Question

download sequences form ncbi using python

1

Entering edit mode

7.8 years ago

HZZ0036 ▴ 30

Hi, I have trouble to down and save sequences from ncbi at one time. I get accession numbers using script:

from Bio import Entrez
def singleEntry(singleID):   #the singleID is the accession number
    handle = Entrez.efetch(db='nucleotide',id=singleID, rettype = 'fasta', retmode= 'text')
    f = open('%s.fasta' % singleID, 'w')
    f.write(handle.read())
    handle.close()
    f.close()


#get an id list: this makes a big search and gets a list of id 

handle = Entrez.esearch(db='nucleotide', term = ["Poaceae[Orgn] AND als[Gene]"])
record = Entrez.read(handle)
handle.close()
print (record["IdList"])

I got IdList:

['1124779319', '1058275694', '160346987', '160346985', '313662298', '313662296', '313662294', '313662292', '148536620', '148536618', '944203885', '937553934', '698322664', '698322662', '698322660', '698322658', '683428019', '677285963', '677285961', '677285959']

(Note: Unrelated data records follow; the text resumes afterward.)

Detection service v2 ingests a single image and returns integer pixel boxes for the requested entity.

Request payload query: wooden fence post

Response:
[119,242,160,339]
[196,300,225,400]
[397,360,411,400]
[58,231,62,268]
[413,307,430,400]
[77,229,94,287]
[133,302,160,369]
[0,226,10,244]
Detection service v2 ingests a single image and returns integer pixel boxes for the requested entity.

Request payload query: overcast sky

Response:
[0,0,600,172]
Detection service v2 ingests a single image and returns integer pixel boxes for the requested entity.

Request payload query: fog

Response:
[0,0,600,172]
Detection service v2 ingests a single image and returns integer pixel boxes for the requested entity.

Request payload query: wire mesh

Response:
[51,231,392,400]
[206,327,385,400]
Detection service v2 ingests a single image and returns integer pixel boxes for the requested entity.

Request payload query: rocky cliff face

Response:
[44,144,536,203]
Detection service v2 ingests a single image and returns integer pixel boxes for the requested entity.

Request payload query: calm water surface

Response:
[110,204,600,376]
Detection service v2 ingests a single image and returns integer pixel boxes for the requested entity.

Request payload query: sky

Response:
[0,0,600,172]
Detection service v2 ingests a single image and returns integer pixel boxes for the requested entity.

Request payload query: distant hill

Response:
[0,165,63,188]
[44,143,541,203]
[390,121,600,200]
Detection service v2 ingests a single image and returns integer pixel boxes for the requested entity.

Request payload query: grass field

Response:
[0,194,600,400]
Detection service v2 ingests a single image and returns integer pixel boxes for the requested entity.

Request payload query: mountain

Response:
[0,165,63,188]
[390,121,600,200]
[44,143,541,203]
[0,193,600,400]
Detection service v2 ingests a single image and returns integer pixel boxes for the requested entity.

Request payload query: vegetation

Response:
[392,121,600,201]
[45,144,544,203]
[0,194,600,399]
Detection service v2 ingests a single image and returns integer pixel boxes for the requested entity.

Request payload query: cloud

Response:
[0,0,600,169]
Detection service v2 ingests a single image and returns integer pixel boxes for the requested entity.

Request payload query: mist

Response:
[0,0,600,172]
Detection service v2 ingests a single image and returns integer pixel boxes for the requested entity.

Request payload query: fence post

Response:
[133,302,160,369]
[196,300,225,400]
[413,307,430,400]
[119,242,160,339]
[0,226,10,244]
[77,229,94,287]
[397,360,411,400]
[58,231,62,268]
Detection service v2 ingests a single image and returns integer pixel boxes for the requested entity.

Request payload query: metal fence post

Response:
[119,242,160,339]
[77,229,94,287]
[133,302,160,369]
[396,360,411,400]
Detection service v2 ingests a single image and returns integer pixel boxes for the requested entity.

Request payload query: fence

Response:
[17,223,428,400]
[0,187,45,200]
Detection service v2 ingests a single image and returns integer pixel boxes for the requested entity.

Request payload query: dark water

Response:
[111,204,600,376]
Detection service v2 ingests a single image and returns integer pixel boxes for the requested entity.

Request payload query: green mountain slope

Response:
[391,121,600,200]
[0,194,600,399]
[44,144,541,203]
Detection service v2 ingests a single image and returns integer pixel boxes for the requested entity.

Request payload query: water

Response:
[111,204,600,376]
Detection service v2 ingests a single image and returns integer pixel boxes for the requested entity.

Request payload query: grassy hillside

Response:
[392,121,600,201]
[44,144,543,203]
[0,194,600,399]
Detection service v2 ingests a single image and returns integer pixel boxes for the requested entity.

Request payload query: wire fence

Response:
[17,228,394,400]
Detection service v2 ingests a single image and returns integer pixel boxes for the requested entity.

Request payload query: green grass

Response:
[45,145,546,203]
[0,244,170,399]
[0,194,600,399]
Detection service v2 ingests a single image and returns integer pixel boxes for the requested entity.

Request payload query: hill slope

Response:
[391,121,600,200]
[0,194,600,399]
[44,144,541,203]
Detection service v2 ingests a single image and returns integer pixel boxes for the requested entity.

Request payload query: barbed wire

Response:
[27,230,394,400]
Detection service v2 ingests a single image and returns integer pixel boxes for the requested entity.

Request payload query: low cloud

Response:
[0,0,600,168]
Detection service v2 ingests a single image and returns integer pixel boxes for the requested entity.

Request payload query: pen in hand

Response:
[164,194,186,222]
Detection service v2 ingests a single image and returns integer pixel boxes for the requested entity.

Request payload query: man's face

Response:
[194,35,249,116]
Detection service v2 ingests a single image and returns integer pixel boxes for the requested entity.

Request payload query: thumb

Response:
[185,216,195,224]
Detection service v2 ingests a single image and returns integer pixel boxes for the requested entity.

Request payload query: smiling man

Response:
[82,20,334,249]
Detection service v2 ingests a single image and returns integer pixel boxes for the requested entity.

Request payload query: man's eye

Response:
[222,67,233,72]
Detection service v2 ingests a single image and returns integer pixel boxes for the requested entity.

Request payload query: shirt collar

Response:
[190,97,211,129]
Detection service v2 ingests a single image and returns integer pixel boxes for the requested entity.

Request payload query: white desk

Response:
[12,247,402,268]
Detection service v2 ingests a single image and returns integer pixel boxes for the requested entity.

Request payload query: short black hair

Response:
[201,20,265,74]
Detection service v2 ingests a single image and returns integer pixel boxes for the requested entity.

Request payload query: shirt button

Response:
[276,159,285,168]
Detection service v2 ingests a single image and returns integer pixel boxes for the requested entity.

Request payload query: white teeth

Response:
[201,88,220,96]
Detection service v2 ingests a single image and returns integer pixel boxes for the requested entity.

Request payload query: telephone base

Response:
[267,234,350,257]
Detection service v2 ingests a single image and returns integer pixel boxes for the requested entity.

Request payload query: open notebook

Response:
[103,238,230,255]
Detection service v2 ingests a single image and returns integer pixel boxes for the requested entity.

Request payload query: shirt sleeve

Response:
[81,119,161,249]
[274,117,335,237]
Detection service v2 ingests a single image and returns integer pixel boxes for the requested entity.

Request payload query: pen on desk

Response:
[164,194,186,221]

Then, how to download those fasta sequences to one file? Thanks. I tried this:

from Bio import Entrez, SeqIO
def get_sequences(IdList):
    ids = record["IdList"]
    for seq_id in ids:
    handle = Entrez.efetch(db="nucleotide", id="seq_id", rettype="fasta", retmode="text")
    record = handle.read()
    record = open('als.fasta', 'w')
    record.write(record.rstrip('\n'))

but it showed: IndentationError: expected an indented block

sequence • 17k views

ADD COMMENT • link updated 4.5 years ago by naman.misanthropist • 0 • written 7.8 years ago by HZZ0036 ▴ 30

0

Entering edit mode

hi, did you solve this?, i need to do the same

ADD REPLY • link 6.0 years ago by brunofede22 • 0

score 2 · Answer 1 · 2017-07-10

2

Entering edit mode

7.8 years ago

Istvan Albert 102k

Your for loop needs to be indented.

This is not really a bioinformatics question but a Python programming question and as such it is better suited for https://stackoverflow.com/

record = open('als.fasta', 'w')
for seq_id in ids:
    handle = Entrez.efetch(db="nucleotide", id="seq_id", rettype="fasta", retmode="text")
    record = handle.read()
    record.write(record.rstrip('\n'))

ADD COMMENT • link 7.8 years ago by Istvan Albert 102k

0

Entering edit mode

Ehm I also think OP and you are reusing/overwriting the variable name record.

ADD REPLY • link 7.8 years ago by WouterDeCoster 48k

0

Entering edit mode

Thanks. The error has been solved, but there is no als.fasta file even I add the path.

ADD REPLY • link 7.8 years ago by HZZ0036 ▴ 30

0

Entering edit mode

I guess that's because you overwrite the record variable, you use it both for opening als.fasta and for reading the handle from efetch().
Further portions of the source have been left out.